Cryosurgery of the cervix


Cryosurgery of the cervix, also known as cryotherapy, cryoablation, or cryosurgical ablation, involves using extremely cold chemicals such as liquid nitrogen or argon gas to freeze and destroy irregular cervical cells. While newer technologies like the loop electrosurgical excision procedure (LEEP) have largely replaced cryosurgery in many parts of the United States, it remains a treatment option in specific situations and locations.

Reasons for undergoing the procedure

Cervical cryotherapy may be recommended by your doctor if you have:

  • Inflammation of the cervix, or Cervicitis.
  • Unexplained or irregular bleeding from your vagina.
  • The abnormal cells in your cervix, such as cervical dysplasia, have the potential to develop into cervical cancer.
  • Genital warts.


Cryoablation is generally safe and should not affect your ability to get pregnant later. However, it may cause the following side effects:

  • Cramps or pain
  • Vaginal spotting
  • Fainting or dizziness (most common immediately after the procedure)
  • Infection or flare-up of an existing pelvic infection
  • Scarring on your cervix (a condition called cervical stenosis)
  • Freeze burns on your cervix

Side effects of cryotherapy are usually very mild. You may experience some soreness or cramping for a few hours afterward. Some people may feel chilly or cold. It’s normal to leak a watery, slightly bloody substance from your vagina for several weeks after the procedure.

Before the procedure

Before undergoing cryosurgery, your doctor may or may not administer local anesthesia, which numbs only the cervix. In some cases, a sedative may also be given to enhance relaxation, though general anesthesia is not required. Additionally, your doctor may advise abstaining from sexual activity or inserting anything into your vagina for one to two days prior to the procedure.

During the procedure

Chemicals are used in cryosurgery, a process that allows new cells to sprout in the same location by freezing and destroying old ones.

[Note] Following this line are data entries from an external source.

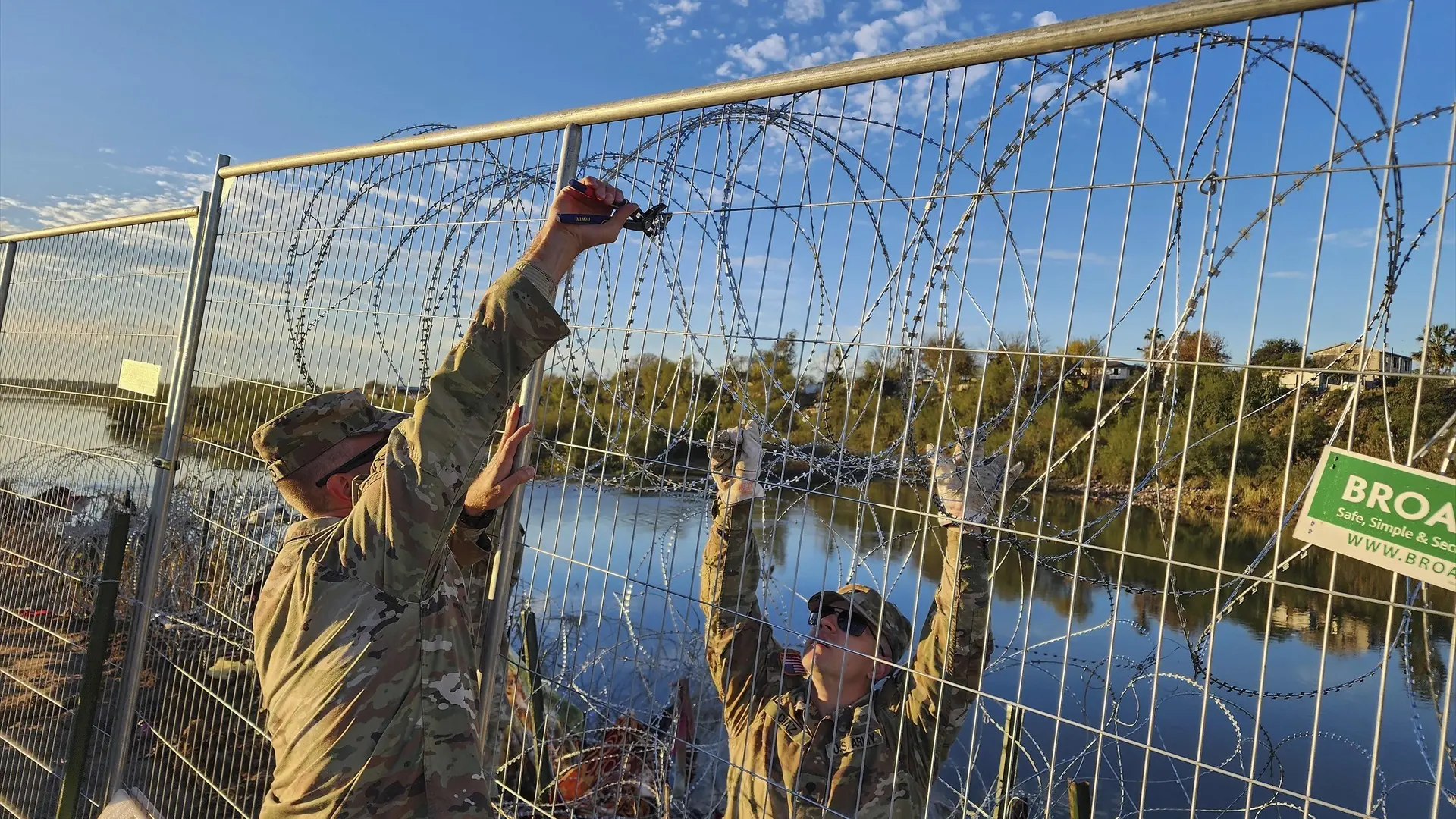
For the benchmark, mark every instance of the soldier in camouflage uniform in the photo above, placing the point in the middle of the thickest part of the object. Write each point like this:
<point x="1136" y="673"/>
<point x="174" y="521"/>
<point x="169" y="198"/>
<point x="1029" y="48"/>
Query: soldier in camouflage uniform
<point x="855" y="736"/>
<point x="362" y="632"/>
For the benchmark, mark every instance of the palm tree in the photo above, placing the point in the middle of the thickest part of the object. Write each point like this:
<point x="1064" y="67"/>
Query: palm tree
<point x="1153" y="340"/>
<point x="1440" y="344"/>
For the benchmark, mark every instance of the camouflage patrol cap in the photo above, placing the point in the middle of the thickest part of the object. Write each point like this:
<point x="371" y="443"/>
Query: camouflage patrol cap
<point x="892" y="627"/>
<point x="316" y="426"/>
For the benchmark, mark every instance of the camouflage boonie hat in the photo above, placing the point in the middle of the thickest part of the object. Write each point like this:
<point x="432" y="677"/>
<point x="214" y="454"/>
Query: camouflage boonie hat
<point x="892" y="627"/>
<point x="316" y="426"/>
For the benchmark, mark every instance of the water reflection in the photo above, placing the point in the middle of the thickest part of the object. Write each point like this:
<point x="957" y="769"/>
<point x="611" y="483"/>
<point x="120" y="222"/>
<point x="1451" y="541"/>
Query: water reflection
<point x="1114" y="642"/>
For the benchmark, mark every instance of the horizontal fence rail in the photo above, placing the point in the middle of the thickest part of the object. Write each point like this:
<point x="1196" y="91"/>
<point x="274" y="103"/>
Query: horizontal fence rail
<point x="1159" y="259"/>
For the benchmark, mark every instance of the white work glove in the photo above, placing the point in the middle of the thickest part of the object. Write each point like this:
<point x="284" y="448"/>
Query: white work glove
<point x="968" y="488"/>
<point x="736" y="457"/>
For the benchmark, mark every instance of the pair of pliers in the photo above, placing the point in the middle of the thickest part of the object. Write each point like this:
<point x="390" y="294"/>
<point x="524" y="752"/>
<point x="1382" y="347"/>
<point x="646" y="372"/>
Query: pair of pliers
<point x="648" y="222"/>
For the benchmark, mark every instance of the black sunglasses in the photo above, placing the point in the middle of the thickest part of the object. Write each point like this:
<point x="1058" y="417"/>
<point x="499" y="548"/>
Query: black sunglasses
<point x="354" y="463"/>
<point x="846" y="621"/>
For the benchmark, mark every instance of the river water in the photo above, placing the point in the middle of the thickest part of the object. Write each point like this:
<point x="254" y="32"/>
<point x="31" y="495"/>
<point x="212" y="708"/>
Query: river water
<point x="1106" y="665"/>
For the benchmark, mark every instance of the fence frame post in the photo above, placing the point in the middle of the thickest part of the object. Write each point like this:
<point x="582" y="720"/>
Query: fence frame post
<point x="98" y="642"/>
<point x="165" y="465"/>
<point x="1006" y="768"/>
<point x="6" y="271"/>
<point x="504" y="564"/>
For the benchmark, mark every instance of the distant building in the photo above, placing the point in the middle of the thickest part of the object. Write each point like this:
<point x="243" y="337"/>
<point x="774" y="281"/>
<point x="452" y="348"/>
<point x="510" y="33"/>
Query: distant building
<point x="1346" y="360"/>
<point x="1111" y="372"/>
<point x="808" y="395"/>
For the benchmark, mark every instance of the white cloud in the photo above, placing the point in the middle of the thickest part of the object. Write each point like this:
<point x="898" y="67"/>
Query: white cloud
<point x="927" y="24"/>
<point x="756" y="57"/>
<point x="932" y="20"/>
<point x="89" y="207"/>
<point x="672" y="17"/>
<point x="169" y="188"/>
<point x="873" y="38"/>
<point x="802" y="11"/>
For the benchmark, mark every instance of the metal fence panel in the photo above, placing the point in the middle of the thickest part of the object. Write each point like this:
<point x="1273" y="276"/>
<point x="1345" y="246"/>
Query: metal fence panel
<point x="74" y="447"/>
<point x="350" y="275"/>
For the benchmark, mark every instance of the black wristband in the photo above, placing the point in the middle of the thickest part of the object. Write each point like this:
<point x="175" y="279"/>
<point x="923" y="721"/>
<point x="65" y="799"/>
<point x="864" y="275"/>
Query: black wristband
<point x="476" y="521"/>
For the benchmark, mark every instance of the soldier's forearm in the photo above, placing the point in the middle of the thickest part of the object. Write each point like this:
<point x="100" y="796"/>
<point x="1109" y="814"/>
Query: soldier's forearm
<point x="731" y="564"/>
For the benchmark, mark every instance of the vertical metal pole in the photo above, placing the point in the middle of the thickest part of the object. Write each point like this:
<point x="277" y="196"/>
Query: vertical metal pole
<point x="532" y="656"/>
<point x="1079" y="799"/>
<point x="104" y="615"/>
<point x="504" y="564"/>
<point x="5" y="276"/>
<point x="1006" y="774"/>
<point x="165" y="464"/>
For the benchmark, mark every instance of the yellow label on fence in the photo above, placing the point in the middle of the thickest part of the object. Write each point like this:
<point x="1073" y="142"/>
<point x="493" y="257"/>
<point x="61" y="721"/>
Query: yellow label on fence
<point x="140" y="376"/>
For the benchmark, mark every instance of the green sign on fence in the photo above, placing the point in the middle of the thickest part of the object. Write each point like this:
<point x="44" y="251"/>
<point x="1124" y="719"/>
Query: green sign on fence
<point x="1386" y="515"/>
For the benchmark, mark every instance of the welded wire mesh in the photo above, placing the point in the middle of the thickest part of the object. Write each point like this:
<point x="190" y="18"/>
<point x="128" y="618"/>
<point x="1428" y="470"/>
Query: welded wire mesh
<point x="351" y="275"/>
<point x="1161" y="273"/>
<point x="74" y="447"/>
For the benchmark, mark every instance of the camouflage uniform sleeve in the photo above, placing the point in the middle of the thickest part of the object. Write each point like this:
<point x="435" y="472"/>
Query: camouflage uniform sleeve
<point x="743" y="656"/>
<point x="402" y="521"/>
<point x="952" y="649"/>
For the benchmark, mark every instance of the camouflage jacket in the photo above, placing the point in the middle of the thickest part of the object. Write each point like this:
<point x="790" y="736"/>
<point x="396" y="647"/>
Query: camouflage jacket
<point x="873" y="760"/>
<point x="362" y="632"/>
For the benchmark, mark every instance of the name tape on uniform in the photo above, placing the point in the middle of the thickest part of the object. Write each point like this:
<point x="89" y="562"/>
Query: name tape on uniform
<point x="1385" y="515"/>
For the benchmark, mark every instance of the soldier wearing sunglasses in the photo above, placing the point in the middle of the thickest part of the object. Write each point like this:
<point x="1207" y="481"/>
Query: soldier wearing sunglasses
<point x="849" y="732"/>
<point x="362" y="634"/>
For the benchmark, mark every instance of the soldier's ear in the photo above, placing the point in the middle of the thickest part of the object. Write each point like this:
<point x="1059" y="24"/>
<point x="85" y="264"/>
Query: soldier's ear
<point x="340" y="488"/>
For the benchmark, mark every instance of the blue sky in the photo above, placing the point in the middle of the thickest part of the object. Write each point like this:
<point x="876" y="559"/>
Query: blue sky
<point x="114" y="108"/>
<point x="108" y="111"/>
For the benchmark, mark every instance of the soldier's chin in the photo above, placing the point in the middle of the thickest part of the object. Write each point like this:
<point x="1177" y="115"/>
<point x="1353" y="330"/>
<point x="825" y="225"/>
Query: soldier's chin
<point x="814" y="649"/>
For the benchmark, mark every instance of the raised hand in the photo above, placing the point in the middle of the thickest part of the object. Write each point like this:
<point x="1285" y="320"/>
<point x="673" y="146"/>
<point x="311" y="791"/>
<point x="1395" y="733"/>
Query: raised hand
<point x="736" y="457"/>
<point x="560" y="243"/>
<point x="494" y="485"/>
<point x="965" y="484"/>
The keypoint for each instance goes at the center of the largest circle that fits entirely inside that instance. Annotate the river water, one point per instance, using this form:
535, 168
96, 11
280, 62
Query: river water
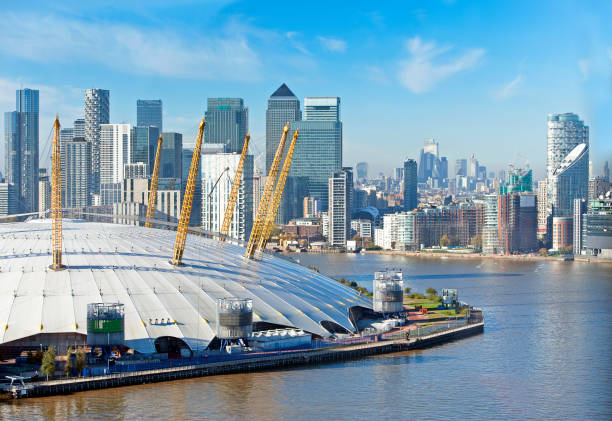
546, 354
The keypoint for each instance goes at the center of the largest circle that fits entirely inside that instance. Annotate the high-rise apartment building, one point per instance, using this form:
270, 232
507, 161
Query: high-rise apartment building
410, 185
144, 145
227, 122
21, 134
569, 181
149, 113
362, 170
8, 199
542, 213
283, 107
567, 176
171, 162
340, 186
76, 169
215, 201
97, 112
115, 145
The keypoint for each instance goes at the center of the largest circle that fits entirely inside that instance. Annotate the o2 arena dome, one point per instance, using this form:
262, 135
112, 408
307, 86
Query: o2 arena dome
129, 265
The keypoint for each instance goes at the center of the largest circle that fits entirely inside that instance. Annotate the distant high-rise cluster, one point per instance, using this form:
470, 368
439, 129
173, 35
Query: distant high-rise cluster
21, 132
227, 123
97, 112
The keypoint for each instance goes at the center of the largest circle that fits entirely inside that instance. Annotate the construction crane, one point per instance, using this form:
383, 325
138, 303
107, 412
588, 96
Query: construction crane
183, 227
231, 204
262, 210
152, 203
56, 200
278, 194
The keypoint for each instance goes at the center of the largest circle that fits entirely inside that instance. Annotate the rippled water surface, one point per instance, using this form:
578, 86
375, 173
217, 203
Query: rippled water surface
546, 354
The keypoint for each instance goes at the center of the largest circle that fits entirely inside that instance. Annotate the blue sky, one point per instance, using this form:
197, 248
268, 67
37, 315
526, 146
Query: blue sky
480, 77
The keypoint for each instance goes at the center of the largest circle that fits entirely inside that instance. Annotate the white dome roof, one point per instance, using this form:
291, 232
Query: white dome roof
126, 264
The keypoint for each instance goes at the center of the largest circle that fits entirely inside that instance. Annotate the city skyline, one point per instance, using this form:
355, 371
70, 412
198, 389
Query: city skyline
424, 82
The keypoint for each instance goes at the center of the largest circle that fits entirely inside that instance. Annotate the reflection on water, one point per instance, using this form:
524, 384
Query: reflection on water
545, 354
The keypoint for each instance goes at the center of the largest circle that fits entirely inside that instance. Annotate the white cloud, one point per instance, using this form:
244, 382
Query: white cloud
293, 38
127, 48
430, 64
510, 88
333, 44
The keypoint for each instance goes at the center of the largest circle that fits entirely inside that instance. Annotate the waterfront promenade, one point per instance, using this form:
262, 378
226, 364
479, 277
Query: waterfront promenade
394, 343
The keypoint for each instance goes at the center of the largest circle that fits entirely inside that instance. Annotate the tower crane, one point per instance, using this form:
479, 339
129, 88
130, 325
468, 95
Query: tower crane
262, 210
278, 193
56, 199
231, 204
183, 226
152, 202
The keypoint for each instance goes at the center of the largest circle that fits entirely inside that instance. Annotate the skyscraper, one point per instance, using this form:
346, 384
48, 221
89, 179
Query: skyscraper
340, 186
144, 146
565, 132
227, 122
21, 135
410, 185
149, 113
318, 152
171, 159
97, 112
213, 206
362, 170
115, 145
461, 167
283, 107
76, 168
569, 181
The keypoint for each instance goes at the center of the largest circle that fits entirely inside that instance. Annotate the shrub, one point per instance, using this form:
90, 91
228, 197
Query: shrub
80, 361
48, 362
68, 364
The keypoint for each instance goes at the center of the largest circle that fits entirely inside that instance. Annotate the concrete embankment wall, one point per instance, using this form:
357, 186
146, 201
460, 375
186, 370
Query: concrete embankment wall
319, 356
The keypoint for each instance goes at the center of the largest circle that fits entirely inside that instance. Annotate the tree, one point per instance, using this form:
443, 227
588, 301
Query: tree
48, 364
80, 362
476, 242
68, 364
444, 241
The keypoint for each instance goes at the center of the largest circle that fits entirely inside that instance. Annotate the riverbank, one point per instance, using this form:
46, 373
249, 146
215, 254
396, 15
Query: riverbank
470, 256
268, 362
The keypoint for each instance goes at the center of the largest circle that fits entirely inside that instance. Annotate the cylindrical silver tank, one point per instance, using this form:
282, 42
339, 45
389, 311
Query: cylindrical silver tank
234, 318
388, 292
105, 324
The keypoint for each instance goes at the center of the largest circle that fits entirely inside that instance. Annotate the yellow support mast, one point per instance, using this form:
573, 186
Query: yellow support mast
56, 199
278, 194
152, 202
183, 227
262, 210
231, 204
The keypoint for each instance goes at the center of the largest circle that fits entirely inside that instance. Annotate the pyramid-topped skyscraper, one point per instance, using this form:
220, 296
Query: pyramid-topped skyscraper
283, 107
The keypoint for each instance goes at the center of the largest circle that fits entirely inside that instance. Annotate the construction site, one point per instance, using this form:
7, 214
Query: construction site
143, 298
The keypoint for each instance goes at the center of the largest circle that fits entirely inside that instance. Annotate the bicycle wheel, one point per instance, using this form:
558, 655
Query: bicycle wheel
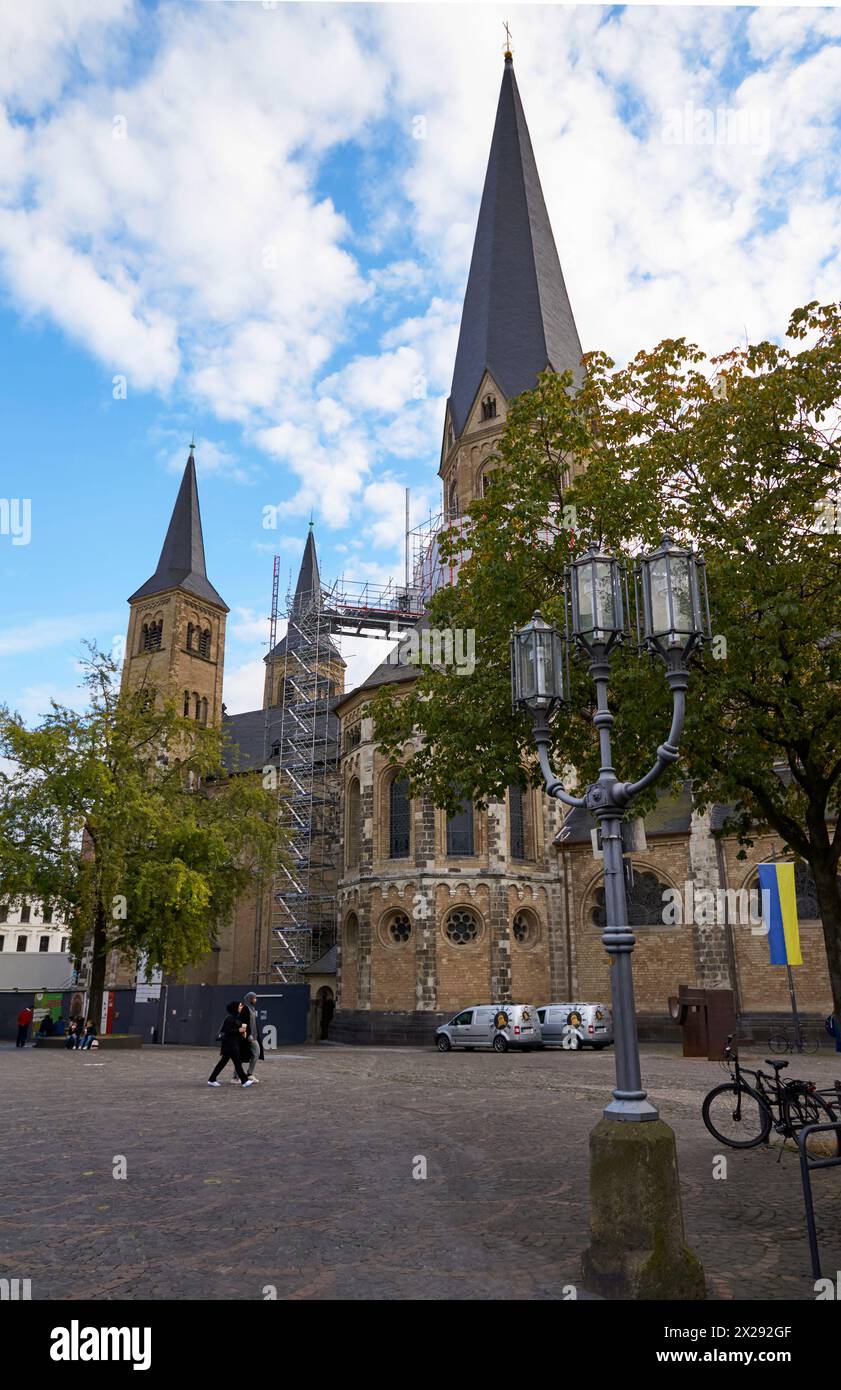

In the event of cervical cryoablation, your doctor will:

  • You’ll be lying on a table, your feet in stirrups (much as during a gynecological checkup).
  • Place a speculum inside your intimate area. The identical instrument that your physician uses for a Pap test is this one. It opens your vaginal wall to improve the view of your cervix for your doctor.
  • Insert a cryoprobe, a hollow metal instrument, into your vagina. The probe is incredibly cold because a very cold chemical—as cold as -58 degrees Fahrenheit or -50 degrees Celsius—flows through it.
  • Apply pressure with the cryoprobe’s tip to the tissue or cells that require healing. There will be ice crystals on the tip of the probe, and it will be sufficiently cold to freeze the cervical tissue.
  • While the tissue freezes at roughly -4 degrees Fahrenheit (-20 degrees Celsius), leave the probe in place for a few minutes.
  • Take out the probe, give the region a few minutes to defrost, and repeat if required.

Less than ten minutes are needed for the process.

After the procedure

The day of treatment, you will be allowed to return home. Recuperation or waiting in a recovery room are not necessary. If you experience any discomfort, you can take Over-The-Counter (OTC) pain medicines.

It’s common for your vagina to start leaking a watery, slightly red material immediately following the procedure. This occurs because the frozen cells either get flushed out via your vagina or reabsorbed when they thaw out. This discharge could continue for a few weeks. Wearing a pad will help you catch the discharge. Tampons should not be used.

To ensure that the cells were eliminated, your doctor will want to schedule a follow-up visit with you. To make sure the irregular cells were eliminated during cryosurgery, your doctor can suggest any of the following:

  • Pap Smear test
  • Biopsy
  • LEEP


Following cervical cryosurgery, which is typically 90% effective in eliminating abnormal cells, additional therapy may be necessary if the cells persist. Most individuals can resume their normal routines promptly, but it’s crucial to consult your doctor regarding appropriate rest periods and activity levels. For up to three weeks post-procedure, your doctor may recommend abstaining from sexual intercourse, tampon use, or vaginal insertion to aid in cervix healing and reduce infection risk. Healing of the cervix may take up to three weeks after cryotherapy.